Perairan Pantai Kelingking adalah bagian dari Kawasan Konservasi Laut Nusa Penida. Di sini, pengunjung bisa menemukan:
Pari Manta (Mobula alfredi) yang bermigrasi antara Agustus dan Oktober.
Penyu Lekang (Lepidochelys olivacea) yang bertelur di pasir antara April–Juli.
Terumbu Karang Resilien yang bertahan dari pemutihan (coral bleaching) akibat adaptasi dengan arus kuat.
Sayangnya, sampah plastik dan jangkar kapal nelayan ilegal masih merusak ekosistem ini.
Sejak viral di Instagram tahun 2017, Pantai Kelingking dikunjungi 1.000–2.000 wisatawan per hari. Dampaknya:
Erosi tanah di tepi tebing akibat terlalu banyak pengunjung.
Sampah plastik yang menumpuk di area parkir dan jalur trekking.
Kerusakan terumbu karang akibat snorkeling tidak bertanggung jawab.
Komunitas lokal seperti Kelingking Guardians merespons dengan:
Membatasi akses ke bibir pantai saat ombak tinggi.
Memasang tempat sampah terpilah di sepanjang jalur.
Membuat aturan larangan drone di area penyu bertelur.
Bukit Love Hill: Bukit berbentuk hati di sisi timur tebing, hanya terlihat dari udara.

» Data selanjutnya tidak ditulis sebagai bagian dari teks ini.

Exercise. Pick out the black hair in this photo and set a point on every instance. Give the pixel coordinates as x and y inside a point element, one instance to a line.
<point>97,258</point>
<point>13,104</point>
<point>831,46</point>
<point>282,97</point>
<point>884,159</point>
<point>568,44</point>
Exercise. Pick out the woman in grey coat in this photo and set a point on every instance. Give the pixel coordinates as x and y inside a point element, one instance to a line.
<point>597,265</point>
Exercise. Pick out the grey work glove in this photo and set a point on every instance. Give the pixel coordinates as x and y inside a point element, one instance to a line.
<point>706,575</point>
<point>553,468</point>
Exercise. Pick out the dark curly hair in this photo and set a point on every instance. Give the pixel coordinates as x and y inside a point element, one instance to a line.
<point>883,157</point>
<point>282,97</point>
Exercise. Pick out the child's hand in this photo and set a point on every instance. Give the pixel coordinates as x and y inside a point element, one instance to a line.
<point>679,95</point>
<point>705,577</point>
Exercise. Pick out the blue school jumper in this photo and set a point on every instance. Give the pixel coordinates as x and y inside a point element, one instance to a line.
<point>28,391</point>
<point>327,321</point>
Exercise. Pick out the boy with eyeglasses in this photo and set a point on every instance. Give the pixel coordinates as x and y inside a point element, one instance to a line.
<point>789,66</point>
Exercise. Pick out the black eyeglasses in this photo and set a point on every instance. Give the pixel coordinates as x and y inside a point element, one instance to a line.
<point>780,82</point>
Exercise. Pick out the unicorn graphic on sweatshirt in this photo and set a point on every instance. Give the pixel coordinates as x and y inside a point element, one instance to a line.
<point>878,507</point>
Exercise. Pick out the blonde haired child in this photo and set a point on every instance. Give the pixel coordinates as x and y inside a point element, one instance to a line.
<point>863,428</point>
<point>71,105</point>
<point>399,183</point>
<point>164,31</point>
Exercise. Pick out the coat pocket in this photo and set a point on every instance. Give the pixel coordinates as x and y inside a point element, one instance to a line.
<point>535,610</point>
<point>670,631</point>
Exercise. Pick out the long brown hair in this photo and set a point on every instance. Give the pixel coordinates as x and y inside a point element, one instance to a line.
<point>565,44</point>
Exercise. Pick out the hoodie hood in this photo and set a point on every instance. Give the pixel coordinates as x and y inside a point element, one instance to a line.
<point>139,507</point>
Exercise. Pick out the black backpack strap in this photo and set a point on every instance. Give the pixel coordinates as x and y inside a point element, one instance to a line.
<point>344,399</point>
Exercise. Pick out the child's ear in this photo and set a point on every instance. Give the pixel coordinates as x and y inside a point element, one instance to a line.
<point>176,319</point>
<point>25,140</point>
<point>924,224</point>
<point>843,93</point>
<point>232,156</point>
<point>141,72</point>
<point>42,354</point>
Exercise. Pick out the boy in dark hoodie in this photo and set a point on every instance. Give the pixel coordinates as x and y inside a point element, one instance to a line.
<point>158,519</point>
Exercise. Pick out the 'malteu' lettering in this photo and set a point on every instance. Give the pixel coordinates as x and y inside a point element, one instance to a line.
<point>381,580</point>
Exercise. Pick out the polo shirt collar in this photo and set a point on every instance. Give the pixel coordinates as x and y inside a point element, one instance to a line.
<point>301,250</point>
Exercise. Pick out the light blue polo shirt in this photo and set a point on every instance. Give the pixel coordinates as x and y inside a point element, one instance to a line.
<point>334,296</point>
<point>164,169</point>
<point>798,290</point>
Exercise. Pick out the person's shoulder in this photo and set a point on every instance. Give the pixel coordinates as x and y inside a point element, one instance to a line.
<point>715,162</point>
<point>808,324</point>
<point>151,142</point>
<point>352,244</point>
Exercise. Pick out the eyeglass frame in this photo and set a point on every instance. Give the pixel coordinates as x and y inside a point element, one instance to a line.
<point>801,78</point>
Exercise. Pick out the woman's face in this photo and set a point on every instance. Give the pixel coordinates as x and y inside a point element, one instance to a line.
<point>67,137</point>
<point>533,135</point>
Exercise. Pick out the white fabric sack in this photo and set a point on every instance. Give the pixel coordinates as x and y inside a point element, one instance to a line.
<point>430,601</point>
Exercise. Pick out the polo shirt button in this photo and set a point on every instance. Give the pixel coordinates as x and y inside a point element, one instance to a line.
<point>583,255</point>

Gua Batu Kapur: Gua alami di dasar tebing yang bisa diakses saat air laut surut.
Pura Segara Kelingking: Pura kecil dengan panorama sunset memukau, jarang dikunjungi turis.
Sate Bulung: Sate rumput laut yang dibumbui base genep, dijual di warung dekat parkiran.
Nasi Jinggo: Nasi bungkus daun pisang dengan lauk ayam atau tempe, harga Rp10.000 perbungkus.
Es Kelapa Muda: Kelapa langsung dari kebun warga, disajikan dengan gula aren asli.
Waktu Terbaik: Kunjungi pagi hari (07.00–10.00) untuk menghindari kerumunan dan panas terik.
Pakaian: Gunakan sepatu trekking (bukan sandal) dan topi lebar.
Keselamatan: Hindari mendekat ke tepi tebing tanpa pengawasan, terutama saat angin kencang.
Etika Lingkungan: Bawa botol minum isi ulang dan tolak penggunaan plastik sekali pakai.
Transportasi: Sewa pemandu lokal yang memahami jalur aman dan kondisi cuaca.
Pantai Kelingking adalah cermin paradoks pariwisata modern: keindahan yang memesona sekaligus rapuh. Di sini, Anda tidak hanya menyaksikan alam spektakuler, tetapi juga belajar tentang kearifan lokal dalam menjaga keseimbangan ekosistem. Dibandingkan pantai lain di Bali, Kelingking menawarkan petualangan fisik, refleksi ekologis, dan interaksi autentik dengan masyarakat yang hidup harmonis dengan alam.